“夫君!”
抬手拦下了梁丘舞,谢安低声继续说道,“至于陈蓦嘛,就让他与他曰思夜想的女人一同安葬吧……”
“……”望着谢安认真的眼神,梁丘舞微微有些动容,毕竟就算与谢安做了四年多的夫妻,但是似这种认真的眼神,梁丘舞也很少见到。
外人都以为谢府中姓格就属她梁丘舞最倔,但是只有众女才清楚,姓格最倔的,其实是她们的夫婿谢安,别看这家伙平曰里一副很好说话的样子,但一旦露出似眼下这等认真的神色时,便再也没有人能够让他改变主意。
在这点上,曾经不了解谢安姓格的梁丘舞,以及冀京南公府吕家那位儿媳苏婉,就没少在谢安面前碰钉子。

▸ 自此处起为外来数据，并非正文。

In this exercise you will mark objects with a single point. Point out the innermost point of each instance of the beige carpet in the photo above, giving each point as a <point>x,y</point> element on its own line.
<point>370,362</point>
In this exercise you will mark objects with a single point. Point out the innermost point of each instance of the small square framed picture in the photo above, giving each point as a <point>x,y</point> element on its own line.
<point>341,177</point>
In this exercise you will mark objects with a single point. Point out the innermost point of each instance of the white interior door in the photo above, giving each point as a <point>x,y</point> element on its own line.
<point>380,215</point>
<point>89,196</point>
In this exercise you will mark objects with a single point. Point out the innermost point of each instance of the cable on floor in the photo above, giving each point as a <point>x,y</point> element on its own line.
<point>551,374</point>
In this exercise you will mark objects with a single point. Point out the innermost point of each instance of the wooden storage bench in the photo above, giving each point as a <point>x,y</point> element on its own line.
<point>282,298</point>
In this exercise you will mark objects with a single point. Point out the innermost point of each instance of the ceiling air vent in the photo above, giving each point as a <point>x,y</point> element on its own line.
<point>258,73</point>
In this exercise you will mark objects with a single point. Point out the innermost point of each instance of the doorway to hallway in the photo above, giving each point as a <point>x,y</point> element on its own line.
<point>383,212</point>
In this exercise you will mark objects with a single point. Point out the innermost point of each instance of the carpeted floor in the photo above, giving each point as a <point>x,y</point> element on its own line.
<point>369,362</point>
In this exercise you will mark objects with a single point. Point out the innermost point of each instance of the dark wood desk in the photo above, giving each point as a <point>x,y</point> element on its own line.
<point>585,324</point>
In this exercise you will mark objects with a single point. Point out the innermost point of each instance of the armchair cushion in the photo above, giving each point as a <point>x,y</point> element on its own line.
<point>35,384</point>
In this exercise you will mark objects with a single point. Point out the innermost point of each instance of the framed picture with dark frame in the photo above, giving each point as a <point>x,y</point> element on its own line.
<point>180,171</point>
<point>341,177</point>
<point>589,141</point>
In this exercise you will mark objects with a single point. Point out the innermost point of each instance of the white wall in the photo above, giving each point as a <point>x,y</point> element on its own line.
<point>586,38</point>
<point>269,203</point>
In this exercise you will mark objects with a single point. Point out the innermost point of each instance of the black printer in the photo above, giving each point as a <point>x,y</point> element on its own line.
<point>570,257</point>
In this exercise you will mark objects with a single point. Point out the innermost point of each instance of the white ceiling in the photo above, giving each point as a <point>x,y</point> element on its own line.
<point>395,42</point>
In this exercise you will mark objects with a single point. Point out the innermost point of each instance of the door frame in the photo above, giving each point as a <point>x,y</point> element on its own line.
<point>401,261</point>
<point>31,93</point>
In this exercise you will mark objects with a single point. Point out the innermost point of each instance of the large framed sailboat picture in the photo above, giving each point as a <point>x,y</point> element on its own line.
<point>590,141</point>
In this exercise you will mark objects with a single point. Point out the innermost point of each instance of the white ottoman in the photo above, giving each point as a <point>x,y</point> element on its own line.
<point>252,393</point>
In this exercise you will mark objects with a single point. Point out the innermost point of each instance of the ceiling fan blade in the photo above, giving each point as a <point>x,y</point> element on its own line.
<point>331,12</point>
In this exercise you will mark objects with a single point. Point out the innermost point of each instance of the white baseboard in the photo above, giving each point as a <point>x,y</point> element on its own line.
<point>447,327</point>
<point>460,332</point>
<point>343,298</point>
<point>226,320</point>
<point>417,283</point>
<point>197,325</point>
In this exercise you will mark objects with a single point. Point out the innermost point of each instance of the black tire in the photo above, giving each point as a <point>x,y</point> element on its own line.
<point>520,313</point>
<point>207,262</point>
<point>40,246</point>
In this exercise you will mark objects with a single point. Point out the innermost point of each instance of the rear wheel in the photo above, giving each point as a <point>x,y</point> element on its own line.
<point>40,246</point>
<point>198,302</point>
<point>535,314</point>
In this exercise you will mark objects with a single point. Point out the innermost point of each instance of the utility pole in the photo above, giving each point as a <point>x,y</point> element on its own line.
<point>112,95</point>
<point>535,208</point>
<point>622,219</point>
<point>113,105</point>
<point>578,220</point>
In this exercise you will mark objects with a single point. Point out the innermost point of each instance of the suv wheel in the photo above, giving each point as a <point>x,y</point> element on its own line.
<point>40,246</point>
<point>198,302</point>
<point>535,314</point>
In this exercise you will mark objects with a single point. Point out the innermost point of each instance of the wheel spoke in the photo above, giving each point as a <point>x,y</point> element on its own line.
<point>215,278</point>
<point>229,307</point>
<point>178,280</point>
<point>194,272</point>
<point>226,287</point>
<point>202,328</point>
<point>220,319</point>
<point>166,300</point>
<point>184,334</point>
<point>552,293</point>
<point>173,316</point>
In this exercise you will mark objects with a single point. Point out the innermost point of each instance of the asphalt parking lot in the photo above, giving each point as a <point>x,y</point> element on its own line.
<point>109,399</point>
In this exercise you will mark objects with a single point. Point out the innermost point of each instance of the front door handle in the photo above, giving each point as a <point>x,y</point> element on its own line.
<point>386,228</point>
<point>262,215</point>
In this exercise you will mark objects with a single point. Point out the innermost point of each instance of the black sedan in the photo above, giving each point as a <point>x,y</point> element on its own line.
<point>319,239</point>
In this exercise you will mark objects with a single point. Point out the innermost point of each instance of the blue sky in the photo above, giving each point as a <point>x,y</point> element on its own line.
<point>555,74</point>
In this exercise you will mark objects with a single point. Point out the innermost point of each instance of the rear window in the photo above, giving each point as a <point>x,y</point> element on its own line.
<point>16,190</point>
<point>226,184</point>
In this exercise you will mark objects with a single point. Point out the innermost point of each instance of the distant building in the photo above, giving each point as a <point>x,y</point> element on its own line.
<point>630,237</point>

“我会考虑的……”最终,梁丘舞还是退让了,不,应该说,自从得知与葬在刘倩身边那是梁丘皓临终的遗愿后,她便已放弃了要将梁丘皓葬入祖坟的念头。
“真的?”谢安闻言面色欣喜,笑嘻嘻说道,“那为夫……”
“出去吧!”梁丘舞淡淡说道。
“啊?”谢安脸上的笑容僵住了。
瞥了一眼谢安,梁丘舞正色说道,“你虽乃我夫婿,可此乃军营!——敷药之事,妾身自会叫她代劳……”说话时,她瞥了一眼在旁用手捂着眼睛、却偷偷从手指缝隙观瞧的刘晴,顺便拿走了谢安手中那瓶膏药。